NEWS  


PARENTAL RIGHTS
2019/02/07

Dear Clients 

The commencement of 2019 has seen a number of changes in various pieces of labour legislation, including the National Minimum Wage Act, the Basic Conditions of Employment Act and the Unemployment Insurance Fund Act. In this snippet we will tell you about the changes relating to the Basic Conditions of Employment Act which deal with Parental leave, as introduced and inserted by the Labour Laws Amendment Act, 10 of 2018.

 

The Act was approved and signed on the 23rd of November 2018 and became effective on the 02nd of January 2019.  Various changes will be included in the Basic Conditions of Employment Act (hereinafter referred to as BCEA) and we will give you a summary of those changes below:

 

Ø  Section 1 (Definitions) of the BCEA has been amended by the Labour Laws Amendment Act, 10 of 2018 to insert definitions in Section 1. The following are of importance to employers:

o   “adoption order” – which means an adoption order as envisaged in terms of the Children’s Act;

o   “adoptive parent” – has the same meaning as the meaning per the Children’s Act;

o    “prospective adoptive parent” means a person who complies with the requirements set out in the Children’s Act. 

 

Ø  The Act has also been changed in respect of new sections 25A, 25B and 25C

 o   Section 25A – Parental Leave

Section 25 A has been included in the Act to make provision for “Parental leave”. 

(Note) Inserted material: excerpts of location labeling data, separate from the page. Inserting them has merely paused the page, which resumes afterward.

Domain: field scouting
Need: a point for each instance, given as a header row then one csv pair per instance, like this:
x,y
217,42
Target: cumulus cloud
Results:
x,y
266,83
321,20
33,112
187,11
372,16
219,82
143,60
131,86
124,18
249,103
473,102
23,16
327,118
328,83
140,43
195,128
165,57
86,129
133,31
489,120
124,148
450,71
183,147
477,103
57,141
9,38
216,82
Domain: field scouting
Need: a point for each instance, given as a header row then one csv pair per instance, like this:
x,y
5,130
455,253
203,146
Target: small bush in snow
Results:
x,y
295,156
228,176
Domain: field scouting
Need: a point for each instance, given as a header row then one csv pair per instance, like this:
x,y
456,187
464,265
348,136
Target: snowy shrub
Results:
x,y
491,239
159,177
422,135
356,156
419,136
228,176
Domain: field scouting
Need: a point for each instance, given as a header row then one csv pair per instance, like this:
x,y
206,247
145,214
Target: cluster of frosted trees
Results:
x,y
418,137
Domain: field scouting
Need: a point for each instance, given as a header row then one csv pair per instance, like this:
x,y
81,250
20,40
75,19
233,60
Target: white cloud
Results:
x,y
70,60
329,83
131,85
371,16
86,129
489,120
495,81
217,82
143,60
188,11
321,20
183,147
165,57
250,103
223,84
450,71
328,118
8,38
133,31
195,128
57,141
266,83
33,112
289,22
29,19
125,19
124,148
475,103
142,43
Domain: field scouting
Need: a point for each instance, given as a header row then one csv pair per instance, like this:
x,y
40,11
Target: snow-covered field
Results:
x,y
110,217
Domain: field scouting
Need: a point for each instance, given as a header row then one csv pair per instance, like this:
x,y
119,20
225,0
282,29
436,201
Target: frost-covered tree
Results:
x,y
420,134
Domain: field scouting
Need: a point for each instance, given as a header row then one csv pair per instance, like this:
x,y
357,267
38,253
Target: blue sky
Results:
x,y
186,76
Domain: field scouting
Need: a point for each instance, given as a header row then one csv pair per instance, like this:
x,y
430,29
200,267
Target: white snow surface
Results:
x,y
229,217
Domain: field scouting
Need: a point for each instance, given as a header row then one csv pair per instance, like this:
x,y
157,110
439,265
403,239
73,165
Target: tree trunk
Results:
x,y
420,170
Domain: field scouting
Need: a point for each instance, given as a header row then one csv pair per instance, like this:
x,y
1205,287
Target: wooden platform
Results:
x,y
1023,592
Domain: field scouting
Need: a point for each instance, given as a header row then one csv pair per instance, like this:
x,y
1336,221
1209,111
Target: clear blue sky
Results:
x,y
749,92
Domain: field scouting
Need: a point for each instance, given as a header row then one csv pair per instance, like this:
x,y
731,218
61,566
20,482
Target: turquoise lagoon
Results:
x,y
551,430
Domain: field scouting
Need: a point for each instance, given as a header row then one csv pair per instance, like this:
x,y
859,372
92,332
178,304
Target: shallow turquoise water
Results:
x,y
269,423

Ø  What this section means is that an employee who is a parent of a child is entitled to ten (10) consecutive days Parental leave. 

Ø  The section further states that leave may commence on the day the employee’s child is born; or on the date that an adoption order has been granted; or when a child is placed in the care of a prospective adoptive parent by a court pending the finalisation of an adoption order in respect of that child (whichever date occurs first). 

Ø  The Act also states that the employee must notify the employer in writing (unless the employee is unable to do so) when the employee intends to commence Parental leave and when the employee intends returning to work after Parental leave. 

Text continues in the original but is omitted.